All That's Left to Tell

She sat entirely still, the room silent, and then he heard her move forward on her chair.

“Let me see your hand.” He extended it toward her. She bent it at the wrist and said, “Spread your fingers.” After he did, she set the base of her palm against his, and then pressed against it with her entire hand. He could feel her fingers extend well above his own, and the tiny spaces the creases in them made, and her palm was cool and dry. He felt the intimacy of his effort to see her through the pressure of her hand on his. And then she tightened her fingers around his, squeezing, and he could feel the strength in them.

“That shouldn’t necessarily be a complicated question, should it? But for me, it is. I’ve kept others from hurting me when I could.”

She pulled her hand away.

The evening deepened as they continued to sit for a time without speaking. Outside, he occasionally heard voices, then a door closing and someone laughing. He remembered the table he’d seen days ago with the three place settings, and he had wanted to sit down there with that small family. And then the call went out for the evening prayer—he wasn’t sure how far away the mosque was, but it was surely equipped with loudspeakers for the muezzin’s voice to carry this far. Odd that a man’s singing, with no instruments to support him, calling people to gather, could sometimes sound like a mournful plea for company.

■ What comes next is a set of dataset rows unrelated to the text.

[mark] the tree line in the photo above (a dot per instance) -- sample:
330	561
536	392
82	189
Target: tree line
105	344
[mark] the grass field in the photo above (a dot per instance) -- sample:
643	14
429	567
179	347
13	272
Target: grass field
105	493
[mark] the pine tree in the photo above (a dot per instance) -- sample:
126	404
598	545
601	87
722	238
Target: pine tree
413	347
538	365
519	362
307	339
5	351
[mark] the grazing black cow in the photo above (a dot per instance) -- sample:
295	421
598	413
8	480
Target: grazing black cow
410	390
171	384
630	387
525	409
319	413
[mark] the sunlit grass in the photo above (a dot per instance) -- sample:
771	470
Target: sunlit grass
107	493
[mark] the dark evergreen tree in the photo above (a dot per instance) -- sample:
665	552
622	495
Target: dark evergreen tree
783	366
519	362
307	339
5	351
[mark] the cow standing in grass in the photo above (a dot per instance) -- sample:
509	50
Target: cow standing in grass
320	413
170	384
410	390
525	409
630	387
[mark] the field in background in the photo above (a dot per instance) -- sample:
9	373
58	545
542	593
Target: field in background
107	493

“When I was seventeen,” Josephine said, “a girl in my high school took an interest in my mortal soul. I think of her every time I hear that particular muezzin. He sounds like a woman, don’t you think?”

“Before I came here, if I’d heard him, I would have been sure of it.” He was feeling a sympathy for Josephine that he couldn’t have explained.

“Years ago, I used to wonder if they tried to. Sound like women, I mean. I’m not sure why I wanted to think that. Jibril laughed at me when I asked him about it.”

“Jibril was the man you traveled with?”

He imagined she nodded, sensed that she did, which meant that she had forgotten his blindfold because of the memory.

“The girl in my school,” she said. “She was tiny, really. One of those young women who somehow managed to be short and thin at the same time. I towered over her. She wasn’t particularly popular with the other kids, but she had that kind of sunflower face, round and always turning toward the light, and her brightness was appealing, so most of the kids forgave the Bible she hauled around with her schoolbooks. She didn’t push it most of the time, but once she invited me to a concert in a small, open-air stadium in a park. I didn’t believe in God then, but because she was sweet, and I considered her a friend, I spent the evening there with her. It was Christian rock, which I didn’t have much patience for, but it was played well enough, and the lead singer would occasionally tell stories in between songs. In the middle of one of those stories, an ambulance went by with its siren blaring, louder and louder as it neared the venue, and the singer broke off his story and asked everyone to bow their heads, and as he was saying a prayer for whoever it was who was hurt or dying, my girlfriend took my hand. It was the only thing that reached me in the entire show.”